未希

レ・ミゼラブルの未希のレビュー・感想・評価

レ・ミゼラブル(2012年製作の映画)
3.8
小学生の頃からミュージカル鑑賞が趣味で、この作品の舞台版は本場英国でも日本でも何度も見たことがあったという前提ありきで書きます。

公開当時、ミュージカルサークルに所属する大学生だった私と周りの友人たちにとって、この映画の公開がどれほどの楽しみだったかは本当に言葉では表せないくらい。

しかもミュージカル映画では前代未聞、歌はレコーディングではなく生で(撮影中に)録音するとのこと。
そのおかげで、本当にリアルな「芝居」としての歌がとらえられたことは間違いない。

アン・ハサウェイのI Dreamed a Dreamなんてその最高の例。

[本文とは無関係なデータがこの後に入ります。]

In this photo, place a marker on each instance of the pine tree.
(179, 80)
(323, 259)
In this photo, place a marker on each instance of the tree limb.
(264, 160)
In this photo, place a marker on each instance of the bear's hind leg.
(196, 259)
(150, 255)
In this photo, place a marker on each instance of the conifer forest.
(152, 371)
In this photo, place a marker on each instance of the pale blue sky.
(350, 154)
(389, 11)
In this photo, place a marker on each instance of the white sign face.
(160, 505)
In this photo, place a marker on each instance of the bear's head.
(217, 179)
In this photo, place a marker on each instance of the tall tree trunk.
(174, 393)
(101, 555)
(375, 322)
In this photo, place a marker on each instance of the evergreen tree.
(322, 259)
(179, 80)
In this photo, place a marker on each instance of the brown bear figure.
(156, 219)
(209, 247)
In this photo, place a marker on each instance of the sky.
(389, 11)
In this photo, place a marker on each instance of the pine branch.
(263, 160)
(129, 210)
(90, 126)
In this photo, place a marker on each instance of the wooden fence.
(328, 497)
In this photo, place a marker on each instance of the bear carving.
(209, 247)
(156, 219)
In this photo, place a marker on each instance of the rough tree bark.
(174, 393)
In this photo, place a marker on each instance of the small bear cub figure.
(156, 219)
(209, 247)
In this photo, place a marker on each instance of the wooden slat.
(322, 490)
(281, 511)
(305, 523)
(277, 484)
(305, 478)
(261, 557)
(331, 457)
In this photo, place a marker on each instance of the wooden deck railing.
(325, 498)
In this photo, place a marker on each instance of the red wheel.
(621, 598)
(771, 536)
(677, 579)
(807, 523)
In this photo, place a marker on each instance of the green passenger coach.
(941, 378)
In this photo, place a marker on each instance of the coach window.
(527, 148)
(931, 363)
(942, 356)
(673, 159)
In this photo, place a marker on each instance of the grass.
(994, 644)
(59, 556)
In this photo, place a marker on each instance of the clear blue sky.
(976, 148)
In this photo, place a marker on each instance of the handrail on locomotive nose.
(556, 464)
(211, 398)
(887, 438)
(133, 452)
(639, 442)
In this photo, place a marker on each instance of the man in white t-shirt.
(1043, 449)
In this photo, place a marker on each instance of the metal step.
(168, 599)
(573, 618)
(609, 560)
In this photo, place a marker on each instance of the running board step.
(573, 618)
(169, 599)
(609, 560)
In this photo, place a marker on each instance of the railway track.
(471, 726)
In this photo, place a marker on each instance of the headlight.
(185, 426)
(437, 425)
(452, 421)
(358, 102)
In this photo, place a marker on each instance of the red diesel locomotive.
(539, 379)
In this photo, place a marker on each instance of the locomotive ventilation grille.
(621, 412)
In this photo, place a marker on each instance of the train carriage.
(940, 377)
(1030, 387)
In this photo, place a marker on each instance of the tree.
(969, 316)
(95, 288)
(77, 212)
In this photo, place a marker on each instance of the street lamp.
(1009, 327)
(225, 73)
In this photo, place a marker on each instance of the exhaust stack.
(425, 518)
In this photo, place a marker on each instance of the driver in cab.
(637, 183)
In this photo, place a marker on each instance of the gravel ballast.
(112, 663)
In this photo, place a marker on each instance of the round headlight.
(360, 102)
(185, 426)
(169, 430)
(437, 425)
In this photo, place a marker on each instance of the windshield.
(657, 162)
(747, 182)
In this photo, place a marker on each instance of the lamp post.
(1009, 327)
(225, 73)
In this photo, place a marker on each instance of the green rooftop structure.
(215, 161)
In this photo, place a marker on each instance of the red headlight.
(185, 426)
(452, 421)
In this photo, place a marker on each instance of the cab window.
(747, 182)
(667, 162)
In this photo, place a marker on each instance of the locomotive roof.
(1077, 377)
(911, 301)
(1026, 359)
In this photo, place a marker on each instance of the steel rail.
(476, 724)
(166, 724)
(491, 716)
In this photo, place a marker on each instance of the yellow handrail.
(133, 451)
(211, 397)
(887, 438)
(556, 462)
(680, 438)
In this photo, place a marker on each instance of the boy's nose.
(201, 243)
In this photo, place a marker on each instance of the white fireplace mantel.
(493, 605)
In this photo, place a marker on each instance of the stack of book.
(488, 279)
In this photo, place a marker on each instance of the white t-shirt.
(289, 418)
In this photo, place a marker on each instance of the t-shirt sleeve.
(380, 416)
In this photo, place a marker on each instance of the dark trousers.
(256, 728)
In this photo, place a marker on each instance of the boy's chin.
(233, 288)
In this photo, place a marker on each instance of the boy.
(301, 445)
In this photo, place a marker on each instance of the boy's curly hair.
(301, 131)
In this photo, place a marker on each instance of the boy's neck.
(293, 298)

歌の技術が完璧でなくとも、絶望をあそこまで表現できたのは生だからこそ。(歌声を加工しまくってる近年のミュージカル映画にも見習ってほしい…。)
しかも舞台版では工場を追い出された直後に歌ってたのが、映画版では本当のどん底になってから歌う。すごく有効な変更だと思う。

その一方で、ラッセル・クロウは歌の技術が追い付かないせいで演技もよくわからないことになってしまったのではないか。とも思うので、このキャストで生歌が一番の選択だったかどうかは正直わからない。

アーロン・トヴェイト(革命のリーダー アンジョルラス)やサマンサ・バークス(エポニーヌ)といった本格ミュージカル俳優を入れていることで脇が固まるのは嬉しい。

映画として悪くはないけど、1998年の歌わない版の方が実は好き。